The one-year phase-in of MDR requirements is double the 6-month window proposed by the Agency in its 2014 regulatory framework draft guidance for LDTs. The FDA stated that this change is in response to feedback from industry for the 2014 draft guidance, and that MDRs are typically the precipitating event for corrections and removals. Aligning these timelines is also appropriate according to the FDA because these sources of information work together to provide information about device performance.
Risk Classification Process Likely to be Time-Consuming
The FDA would amend Part 809.3 to clarify that IVDs are devices even when the manufacturer is a clinical laboratory. Part 809.3 lists instruments and reagents as components of an IVD product, but the draft rule goes further in stating that the definition of reagents and instruments may include articles that are similar or related to the instruments and in vitro reagents used to diagnose diseases. These individual parts may have their own regulatory identities but may constitute a new device when combined. This would seem to suggest a granularity of regulatory oversight that clinical laboratory operators could find overwhelming.
Another consideration for clinical laboratories is how the FDA will determine the risk classification for LDTs. A high-risk test would be treated as a class III product and would be subject to demands for a substantial amount of clinical evidence, as is typical of products reviewed as PMA devices. A test type with no predicate would be subject to the De Novo process, which again, may require that the application include clinical evidence even if the test is deemed a class II product. The FDA may make these determinations on a case-by-case basis, adding to the amount of time needed to sort through all the tests that will have to go through premarket review.

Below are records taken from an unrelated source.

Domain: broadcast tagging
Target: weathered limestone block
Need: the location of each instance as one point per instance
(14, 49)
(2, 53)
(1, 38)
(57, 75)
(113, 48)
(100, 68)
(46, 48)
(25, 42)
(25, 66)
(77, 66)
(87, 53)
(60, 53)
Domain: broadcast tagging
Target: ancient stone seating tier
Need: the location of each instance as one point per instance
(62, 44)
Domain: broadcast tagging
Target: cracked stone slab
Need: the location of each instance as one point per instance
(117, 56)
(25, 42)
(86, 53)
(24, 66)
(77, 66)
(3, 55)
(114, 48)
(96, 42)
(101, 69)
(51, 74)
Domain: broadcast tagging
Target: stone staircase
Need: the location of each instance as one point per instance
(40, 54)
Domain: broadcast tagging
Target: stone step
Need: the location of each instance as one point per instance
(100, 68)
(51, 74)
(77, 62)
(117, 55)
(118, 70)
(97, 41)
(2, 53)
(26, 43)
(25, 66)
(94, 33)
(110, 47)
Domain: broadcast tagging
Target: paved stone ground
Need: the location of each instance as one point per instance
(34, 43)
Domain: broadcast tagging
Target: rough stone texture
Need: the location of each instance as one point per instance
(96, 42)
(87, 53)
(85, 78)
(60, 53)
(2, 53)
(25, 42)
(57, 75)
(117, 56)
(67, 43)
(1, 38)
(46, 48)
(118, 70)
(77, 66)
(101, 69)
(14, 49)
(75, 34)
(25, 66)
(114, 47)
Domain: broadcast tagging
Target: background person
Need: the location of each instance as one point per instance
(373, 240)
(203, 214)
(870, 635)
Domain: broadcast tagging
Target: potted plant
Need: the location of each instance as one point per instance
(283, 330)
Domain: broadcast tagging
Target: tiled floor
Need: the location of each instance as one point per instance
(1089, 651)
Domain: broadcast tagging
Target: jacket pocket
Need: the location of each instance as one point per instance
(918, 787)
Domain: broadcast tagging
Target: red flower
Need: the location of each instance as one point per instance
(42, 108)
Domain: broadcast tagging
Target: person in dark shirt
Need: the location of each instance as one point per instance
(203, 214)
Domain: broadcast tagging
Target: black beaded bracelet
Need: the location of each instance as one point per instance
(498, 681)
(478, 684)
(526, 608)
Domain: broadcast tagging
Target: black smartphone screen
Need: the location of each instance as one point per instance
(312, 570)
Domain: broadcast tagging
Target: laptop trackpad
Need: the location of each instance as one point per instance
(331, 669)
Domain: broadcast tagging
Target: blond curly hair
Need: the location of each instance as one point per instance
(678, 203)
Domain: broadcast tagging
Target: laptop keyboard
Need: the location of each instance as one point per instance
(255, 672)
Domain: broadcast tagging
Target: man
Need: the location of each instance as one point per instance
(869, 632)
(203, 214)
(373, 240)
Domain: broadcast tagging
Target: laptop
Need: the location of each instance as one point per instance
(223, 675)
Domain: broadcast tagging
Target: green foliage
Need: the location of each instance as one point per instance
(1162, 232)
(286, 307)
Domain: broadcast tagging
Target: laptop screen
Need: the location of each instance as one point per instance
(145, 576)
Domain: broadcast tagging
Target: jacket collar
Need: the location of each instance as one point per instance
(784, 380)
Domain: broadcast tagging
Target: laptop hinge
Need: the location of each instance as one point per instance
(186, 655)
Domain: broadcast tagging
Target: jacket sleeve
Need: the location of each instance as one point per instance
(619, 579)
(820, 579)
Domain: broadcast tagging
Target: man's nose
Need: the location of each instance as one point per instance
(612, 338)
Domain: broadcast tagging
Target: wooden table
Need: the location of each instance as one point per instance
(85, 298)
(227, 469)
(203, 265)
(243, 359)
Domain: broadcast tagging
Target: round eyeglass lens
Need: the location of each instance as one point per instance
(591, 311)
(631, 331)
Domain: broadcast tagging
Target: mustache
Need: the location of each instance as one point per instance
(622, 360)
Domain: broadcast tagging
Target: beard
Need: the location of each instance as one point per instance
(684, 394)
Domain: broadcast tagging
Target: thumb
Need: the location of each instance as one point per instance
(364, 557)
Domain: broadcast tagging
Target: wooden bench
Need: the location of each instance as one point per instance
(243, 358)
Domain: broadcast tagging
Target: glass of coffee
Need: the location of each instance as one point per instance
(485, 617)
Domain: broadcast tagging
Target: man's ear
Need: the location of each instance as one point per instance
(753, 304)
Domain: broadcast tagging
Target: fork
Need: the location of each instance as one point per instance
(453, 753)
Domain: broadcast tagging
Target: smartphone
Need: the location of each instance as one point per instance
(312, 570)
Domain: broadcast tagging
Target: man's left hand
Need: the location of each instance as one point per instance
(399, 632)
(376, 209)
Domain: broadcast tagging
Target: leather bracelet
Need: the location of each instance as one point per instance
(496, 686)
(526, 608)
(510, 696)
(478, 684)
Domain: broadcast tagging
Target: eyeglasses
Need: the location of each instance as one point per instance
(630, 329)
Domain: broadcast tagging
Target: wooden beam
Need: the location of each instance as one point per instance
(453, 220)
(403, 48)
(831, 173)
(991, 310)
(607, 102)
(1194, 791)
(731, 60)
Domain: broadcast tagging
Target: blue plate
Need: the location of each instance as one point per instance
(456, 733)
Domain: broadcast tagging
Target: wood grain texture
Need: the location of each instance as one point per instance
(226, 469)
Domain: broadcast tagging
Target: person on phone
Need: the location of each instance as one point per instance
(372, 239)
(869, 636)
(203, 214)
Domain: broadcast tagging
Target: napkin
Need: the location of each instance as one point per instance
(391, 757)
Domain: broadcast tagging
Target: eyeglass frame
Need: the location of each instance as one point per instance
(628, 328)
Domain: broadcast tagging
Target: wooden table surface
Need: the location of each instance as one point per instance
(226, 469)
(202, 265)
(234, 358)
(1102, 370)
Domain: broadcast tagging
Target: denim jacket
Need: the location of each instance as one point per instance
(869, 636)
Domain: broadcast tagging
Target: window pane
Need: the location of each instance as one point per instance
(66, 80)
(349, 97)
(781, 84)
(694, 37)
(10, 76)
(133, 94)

FDA Dismisses Value of CLIA Oversight
There are several questions the draft rule leaves unanswered, such as the regulatory status of a lab that is operated by an academic medical center (AMC). The FDA may be open to the development of a separate policy for an AMC lab, but said it is unaware of any definition of an AMC. There is also a question as to whether a longer phase-out period should apply to labs with annual receipts below a specific dollar value. The Agency proposed a threshold of $150,000, although there is no explanation as to how the FDA arrived at that figure.

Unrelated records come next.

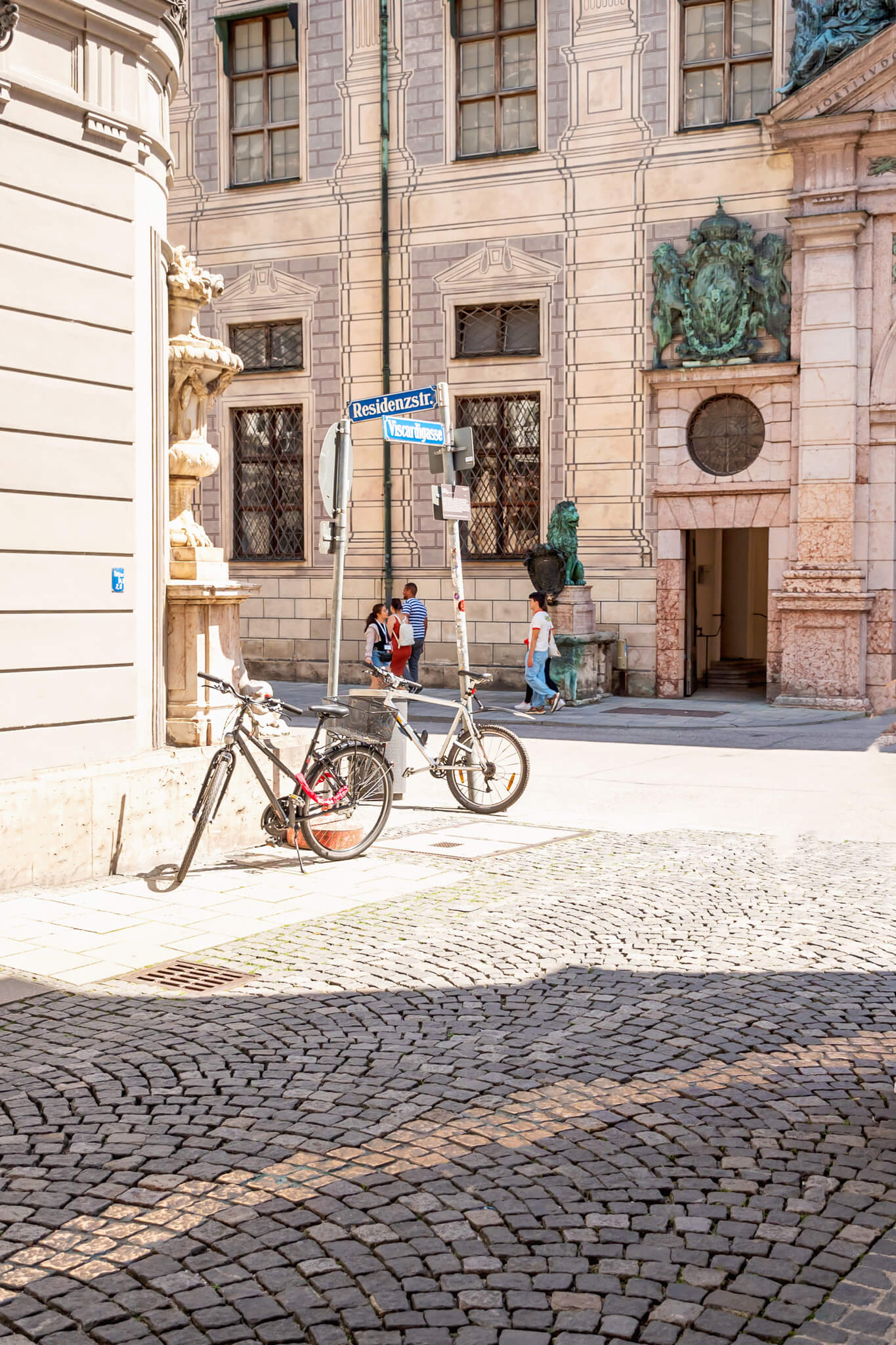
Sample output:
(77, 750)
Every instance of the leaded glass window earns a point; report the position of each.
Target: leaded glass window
(496, 330)
(269, 485)
(505, 485)
(726, 61)
(264, 78)
(263, 346)
(496, 77)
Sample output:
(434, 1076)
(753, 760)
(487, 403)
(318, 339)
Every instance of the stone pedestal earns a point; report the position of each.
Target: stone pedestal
(585, 670)
(824, 613)
(572, 611)
(202, 636)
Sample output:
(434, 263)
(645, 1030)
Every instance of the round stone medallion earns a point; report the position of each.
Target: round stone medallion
(726, 435)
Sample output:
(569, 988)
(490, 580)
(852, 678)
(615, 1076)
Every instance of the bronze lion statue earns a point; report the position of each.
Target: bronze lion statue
(563, 539)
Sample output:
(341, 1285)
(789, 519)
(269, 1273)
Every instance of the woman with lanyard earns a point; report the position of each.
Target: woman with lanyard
(378, 648)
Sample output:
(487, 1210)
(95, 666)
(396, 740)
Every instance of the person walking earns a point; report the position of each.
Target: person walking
(378, 650)
(557, 703)
(402, 636)
(416, 609)
(538, 653)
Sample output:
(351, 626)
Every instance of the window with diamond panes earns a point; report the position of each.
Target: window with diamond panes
(264, 100)
(496, 77)
(726, 62)
(496, 330)
(264, 346)
(505, 483)
(269, 485)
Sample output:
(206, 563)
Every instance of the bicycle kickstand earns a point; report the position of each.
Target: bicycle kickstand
(295, 830)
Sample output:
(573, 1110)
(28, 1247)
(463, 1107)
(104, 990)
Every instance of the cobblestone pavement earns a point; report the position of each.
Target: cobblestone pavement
(610, 1090)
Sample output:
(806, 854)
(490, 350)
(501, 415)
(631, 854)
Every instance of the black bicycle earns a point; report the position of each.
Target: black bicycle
(341, 797)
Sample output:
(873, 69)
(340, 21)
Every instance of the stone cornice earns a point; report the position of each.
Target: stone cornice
(836, 231)
(766, 372)
(729, 489)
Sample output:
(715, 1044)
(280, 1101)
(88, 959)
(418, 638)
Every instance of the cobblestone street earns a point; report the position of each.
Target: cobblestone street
(614, 1088)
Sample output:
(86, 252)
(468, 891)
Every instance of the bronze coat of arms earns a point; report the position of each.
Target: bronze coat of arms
(721, 294)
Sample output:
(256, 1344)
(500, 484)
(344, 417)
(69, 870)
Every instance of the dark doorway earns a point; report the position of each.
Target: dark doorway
(729, 600)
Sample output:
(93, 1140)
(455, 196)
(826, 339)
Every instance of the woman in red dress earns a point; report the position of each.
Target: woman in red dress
(399, 628)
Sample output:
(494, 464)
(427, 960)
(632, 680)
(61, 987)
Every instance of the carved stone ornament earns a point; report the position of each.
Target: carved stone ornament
(9, 20)
(199, 370)
(178, 15)
(828, 30)
(720, 294)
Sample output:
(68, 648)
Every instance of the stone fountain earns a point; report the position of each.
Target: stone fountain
(202, 600)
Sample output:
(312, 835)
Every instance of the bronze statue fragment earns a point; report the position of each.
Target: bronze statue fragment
(828, 30)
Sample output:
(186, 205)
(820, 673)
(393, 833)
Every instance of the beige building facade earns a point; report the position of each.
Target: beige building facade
(85, 92)
(522, 231)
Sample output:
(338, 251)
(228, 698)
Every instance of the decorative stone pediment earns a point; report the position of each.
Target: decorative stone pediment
(265, 282)
(860, 82)
(496, 267)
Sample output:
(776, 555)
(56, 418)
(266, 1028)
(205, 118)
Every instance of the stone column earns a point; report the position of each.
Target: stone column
(824, 600)
(202, 603)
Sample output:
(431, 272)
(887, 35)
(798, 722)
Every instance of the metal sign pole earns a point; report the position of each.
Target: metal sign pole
(444, 414)
(340, 529)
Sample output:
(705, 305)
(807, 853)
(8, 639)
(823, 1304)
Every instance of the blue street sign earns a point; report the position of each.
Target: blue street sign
(393, 404)
(413, 432)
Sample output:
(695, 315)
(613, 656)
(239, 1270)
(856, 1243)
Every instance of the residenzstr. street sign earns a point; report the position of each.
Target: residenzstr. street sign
(413, 432)
(393, 404)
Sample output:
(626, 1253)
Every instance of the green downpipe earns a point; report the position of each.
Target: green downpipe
(385, 296)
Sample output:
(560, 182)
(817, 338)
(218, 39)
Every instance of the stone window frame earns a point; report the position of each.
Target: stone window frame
(241, 305)
(507, 386)
(227, 12)
(490, 163)
(731, 131)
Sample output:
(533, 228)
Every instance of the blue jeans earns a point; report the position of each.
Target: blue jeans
(413, 669)
(535, 678)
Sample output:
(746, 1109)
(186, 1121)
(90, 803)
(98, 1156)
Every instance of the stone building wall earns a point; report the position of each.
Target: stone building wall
(83, 102)
(574, 225)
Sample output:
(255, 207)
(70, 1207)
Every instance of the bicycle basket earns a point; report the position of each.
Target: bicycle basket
(367, 720)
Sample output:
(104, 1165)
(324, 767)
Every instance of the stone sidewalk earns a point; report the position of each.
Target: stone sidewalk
(640, 1090)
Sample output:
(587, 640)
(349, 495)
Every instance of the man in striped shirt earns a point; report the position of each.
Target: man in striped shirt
(419, 621)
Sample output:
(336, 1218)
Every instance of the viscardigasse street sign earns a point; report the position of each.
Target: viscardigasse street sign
(413, 432)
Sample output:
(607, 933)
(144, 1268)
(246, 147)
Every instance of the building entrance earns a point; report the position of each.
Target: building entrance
(726, 609)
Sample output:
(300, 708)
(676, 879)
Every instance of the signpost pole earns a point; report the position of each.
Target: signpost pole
(444, 414)
(340, 529)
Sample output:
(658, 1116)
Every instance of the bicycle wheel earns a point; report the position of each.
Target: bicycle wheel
(210, 797)
(495, 787)
(358, 820)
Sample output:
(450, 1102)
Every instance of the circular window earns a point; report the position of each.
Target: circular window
(726, 435)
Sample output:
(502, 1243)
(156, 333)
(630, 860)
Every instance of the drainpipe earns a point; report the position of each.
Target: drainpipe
(385, 296)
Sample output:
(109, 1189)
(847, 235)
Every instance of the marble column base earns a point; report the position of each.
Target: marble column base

The FDA may consider avoiding duplicative oversight as would be the case with laboratories that are regulated by the New York State Department of Health or the Veterans Health Administration. The draft rule acknowledged the existence of the national oversight program under Clinical Laboratory Improvement Amendments (CLIA), although the Agency states that CLIA is no substitute for FDA oversight. The FDA discounted the use of a more robust version of CLIA regulations with the rationale that a given test type would be reviewed by different agencies depending on the location in which the test was made, one of several predicaments the FDA said may lead to regulatory confusion and inconsistency.
There is a question of whether the FDA would be able to process all the premarket applications, even with the help of third-party reviewers.

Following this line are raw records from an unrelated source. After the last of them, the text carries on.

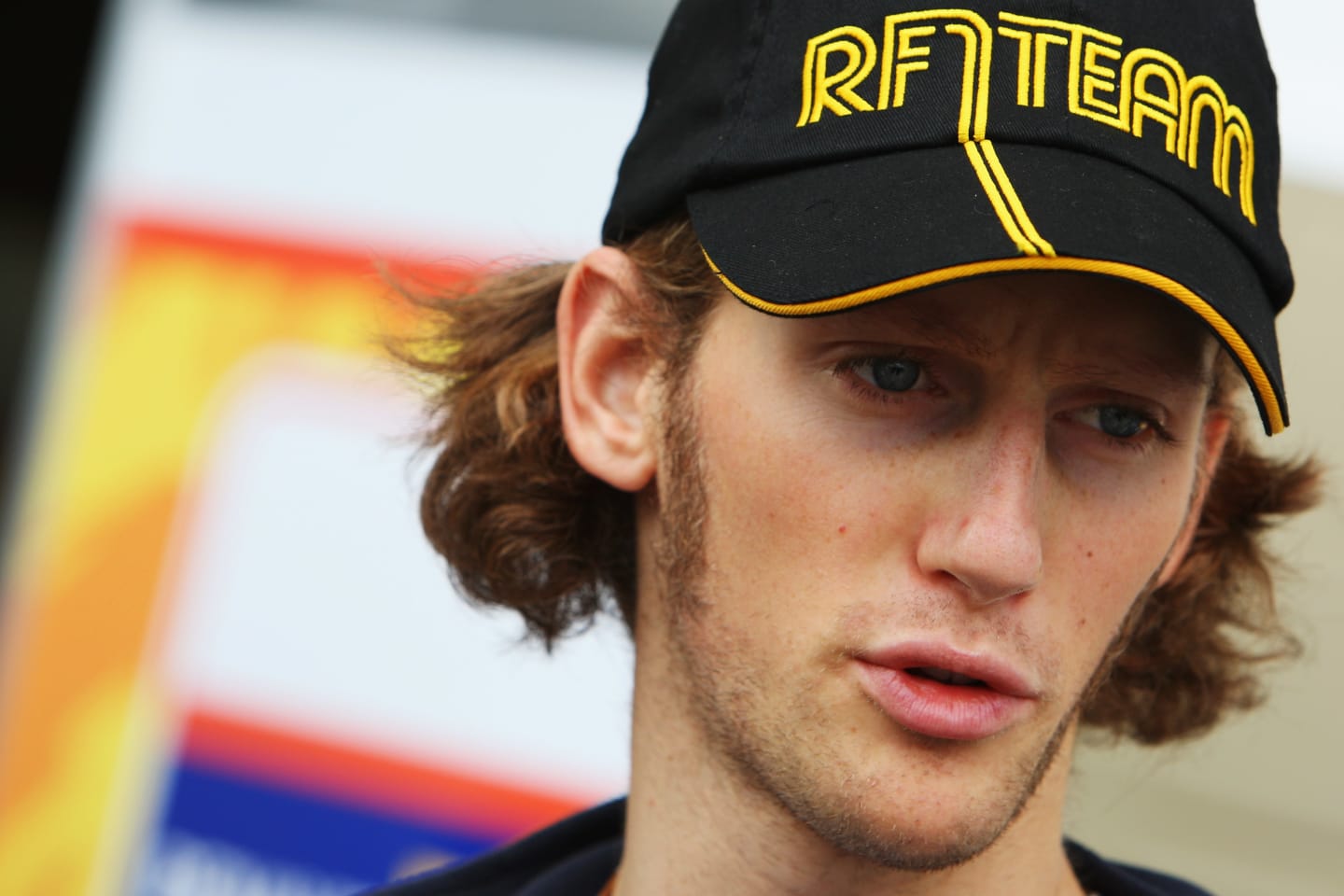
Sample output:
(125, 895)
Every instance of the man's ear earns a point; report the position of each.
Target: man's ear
(605, 372)
(1218, 425)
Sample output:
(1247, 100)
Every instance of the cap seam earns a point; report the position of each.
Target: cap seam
(735, 103)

It may be appropriate to question the FDA’s understanding of the time needed to implement its regulatory oversight of LDTs. First, the draft rule offers a comment period of only 60 days, an exceptionally short time for a rule with such a wide scope of effect across the clinical laboratory landscape. Additionally, the rule would have a profound impact on each clinical laboratory’s operations, but there is a question of whether the FDA would be able to process all the premarket applications, even with the help of third-party reviewers.
It may be reasonable to expect the FDA to need a minimum of a year to release a final version of a draft rule, longer if litigation is involved. The Agency acknowledges it will need user fees from labs to manage the premarket application load, which may have led the FDA to align the timing of the premarket requirements with the next Medical Device User Fee Agreement (MDUFA), which would begin Oct. 1, 2027. However, whether all these pieces can be put into place in time for MDUFA VI remains to be seen.